Bischoff Moritz S, Di Luozzo Gabriele, Griepp Eva B, Griepp Randall B
Department of Cardiothoracic Surgery, Mount Sinai School of Medicine, New York, NY 10029, USA.
Perspect Vasc Surg Endovasc Ther. 2011 Sep;23(3):214-22. doi: 10.1177/1531003511400622. Epub 2011 Apr 17.

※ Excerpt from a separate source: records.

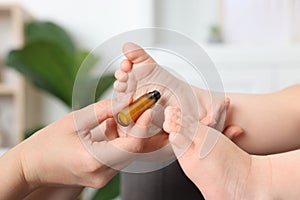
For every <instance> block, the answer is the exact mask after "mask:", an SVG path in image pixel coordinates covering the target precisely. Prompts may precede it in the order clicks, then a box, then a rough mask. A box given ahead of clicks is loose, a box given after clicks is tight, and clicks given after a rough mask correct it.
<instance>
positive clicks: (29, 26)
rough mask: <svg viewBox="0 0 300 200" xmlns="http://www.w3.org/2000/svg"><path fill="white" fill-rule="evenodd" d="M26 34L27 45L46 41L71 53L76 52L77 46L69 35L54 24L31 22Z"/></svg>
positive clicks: (25, 27)
mask: <svg viewBox="0 0 300 200" xmlns="http://www.w3.org/2000/svg"><path fill="white" fill-rule="evenodd" d="M24 34H25V43H26V44H29V43H32V42H36V41H46V42H49V43H52V44H56V45H58V46H60V47H61V48H62V49H64V50H65V51H68V52H69V53H74V52H75V45H74V43H73V41H72V39H71V37H70V36H69V34H68V33H67V32H66V31H65V30H64V29H63V28H61V27H60V26H58V25H56V24H54V23H52V22H39V21H32V22H29V23H28V24H26V26H25V30H24Z"/></svg>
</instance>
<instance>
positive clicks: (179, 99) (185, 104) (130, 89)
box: [114, 43, 223, 126]
mask: <svg viewBox="0 0 300 200" xmlns="http://www.w3.org/2000/svg"><path fill="white" fill-rule="evenodd" d="M123 52H124V55H125V56H126V58H127V59H126V60H124V61H123V62H122V63H121V68H120V70H118V71H116V73H115V77H116V78H117V81H116V82H115V84H114V88H115V90H116V91H117V92H116V99H117V101H118V103H119V104H120V105H122V106H125V105H127V104H128V103H130V102H131V101H132V99H135V98H137V97H139V96H141V95H142V94H144V93H146V92H149V91H152V90H158V91H159V92H160V93H161V99H160V100H159V102H158V103H159V104H160V105H161V106H162V107H166V106H177V107H180V109H181V112H182V113H184V114H186V115H190V116H193V117H195V118H197V119H198V120H201V119H202V118H203V117H204V116H205V115H206V114H207V110H208V108H207V107H208V106H206V105H204V104H203V102H202V101H200V100H199V99H198V97H199V96H200V95H202V93H201V94H199V92H198V91H197V90H195V88H194V87H191V86H190V85H189V84H188V83H186V82H184V81H182V80H179V79H178V78H176V77H174V76H173V75H172V74H170V73H169V72H168V71H167V70H165V69H164V68H162V67H161V66H159V65H158V64H157V63H156V62H155V60H154V59H153V58H152V57H151V56H150V55H149V54H147V53H146V52H145V51H144V49H142V48H141V47H139V46H137V45H135V44H133V43H127V44H125V45H124V48H123ZM120 102H122V103H120ZM220 102H223V100H222V101H220ZM161 110H162V109H161ZM159 114H160V115H162V113H159ZM158 116H159V115H156V116H155V117H153V119H156V118H157V117H158ZM160 118H161V117H160ZM214 121H217V120H214ZM162 122H163V121H162V120H160V123H161V124H160V126H161V125H162Z"/></svg>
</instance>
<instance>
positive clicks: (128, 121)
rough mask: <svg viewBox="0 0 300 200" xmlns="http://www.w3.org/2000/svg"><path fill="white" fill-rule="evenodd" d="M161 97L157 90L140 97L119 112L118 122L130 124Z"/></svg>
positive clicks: (117, 116) (152, 105) (118, 114)
mask: <svg viewBox="0 0 300 200" xmlns="http://www.w3.org/2000/svg"><path fill="white" fill-rule="evenodd" d="M159 98H160V93H159V92H158V91H157V90H154V91H152V92H149V93H147V94H144V95H143V96H141V97H139V98H138V99H137V100H135V101H134V102H132V103H131V104H130V105H129V106H128V107H126V108H124V109H123V110H121V111H120V112H119V113H118V114H117V121H118V123H119V124H120V125H122V126H128V125H129V124H130V123H132V122H136V120H137V119H138V118H139V117H140V116H141V115H142V114H143V112H145V111H146V110H147V109H149V108H151V107H152V106H154V104H155V103H156V102H157V101H158V99H159Z"/></svg>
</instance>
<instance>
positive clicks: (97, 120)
mask: <svg viewBox="0 0 300 200" xmlns="http://www.w3.org/2000/svg"><path fill="white" fill-rule="evenodd" d="M111 117H112V106H111V101H110V100H102V101H99V102H97V103H94V104H92V105H89V106H87V107H84V108H82V109H80V110H77V111H74V113H73V118H74V122H75V127H76V130H77V131H78V132H86V131H89V130H91V129H92V128H93V127H95V126H97V125H98V124H100V123H101V122H103V121H104V120H106V119H107V118H111Z"/></svg>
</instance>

Spinal cord injury (SCI) stands as one of the most dreadful complications of thoracoabdominal aneurysm repair. Despite the less invasive nature and recent technical advancements of endovascular aortic repair, SCI still remains a significant danger in endovascular approaches. However, as our understanding of the collateral network of spinal cord vasculature has grown, it has become evident that the incidence of paraplegia and paraparesis in conjunction with endovascular procedures can be minimized through the use of many of the same strategies that have proven successful in reducing SCI associated with open surgical repair. This article highlights important aspects of spinal cord protection, which have been derived from the authors' clinical and experimental experience.
脊髓损伤(SCI)是胸腹主动脉瘤修复术中最可怕的并发症之一。尽管血管内主动脉修复术具有微创性且技术不断进步,但在血管内治疗方法中,SCI仍然是一个重大风险。然而,随着我们对脊髓血管侧支网络的认识不断深入,很明显,通过采用许多已被证明在减少与开放手术修复相关的SCI方面取得成功的相同策略,可以将血管内手术中截瘫和轻瘫的发生率降至最低。本文重点介绍了脊髓保护的重要方面,这些内容源自作者的临床和实验经验。